Зайдя в корчму и глядя на довольные рожи, понял, что придумали все же казаки гадость какую-то на мою голову.
– Ну что, братцы, решили, как меня карать? Говорите сразу, что со мной будет, не мучайте.
– Врать не буду, Богдан. Хотел я тебя сперва вместе с твоей новой добычей обратно в село отправить, но заступились за тебя казаки. Так как нам Дмитро тут поведал – таки пан бучу учинил и на мировую идти не хотел. Поэтому Сулим лучше меня придумал. Все беды у тебя от твоего языка.
– Неужто отрежете? – спросил я с ужасом в голосе.

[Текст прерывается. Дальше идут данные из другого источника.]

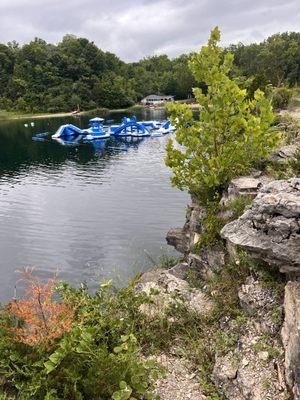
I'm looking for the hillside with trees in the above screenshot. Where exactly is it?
[0,32,300,112]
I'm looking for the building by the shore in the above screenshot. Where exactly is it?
[141,94,174,106]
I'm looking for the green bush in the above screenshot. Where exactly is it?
[166,28,280,205]
[272,86,293,109]
[0,284,161,400]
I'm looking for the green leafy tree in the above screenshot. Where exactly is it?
[166,28,279,201]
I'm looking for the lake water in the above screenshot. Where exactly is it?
[0,111,188,302]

От громкого хохота, казалось, зашатались стены корчмы, и только массивная мебель, сотворенная мастеровым народом из толстых колотых досок, искусно выровненных с помощью топора, незыблемая как мироздание, равнодушно реагировала на эти раскаты. Встревоженный хозяин вбежал в зал, окинул все оценивающим взглядом и убежал обратно подслушивать – видно, казаки его из зала прогнали. Вытерев слезы, Иван продолжил:
– Надо бы было, да скучный поход выйдет без твоего языка. Но решили мы так. Или ты слово нам даешь, что до конца похода ни с кем из чужих людей словом не перекинешься, только с нами говорить можешь, когда рядом никого нет, – или езжай обратно в село.
Нашли варвары, как достать до печенок: вся моя пропагандистская кампания накрывалась медным тазиком, а неграмотные в информационных войнах казаки выбивали из моих рук самое мощное оружие. Надо было что-то делать.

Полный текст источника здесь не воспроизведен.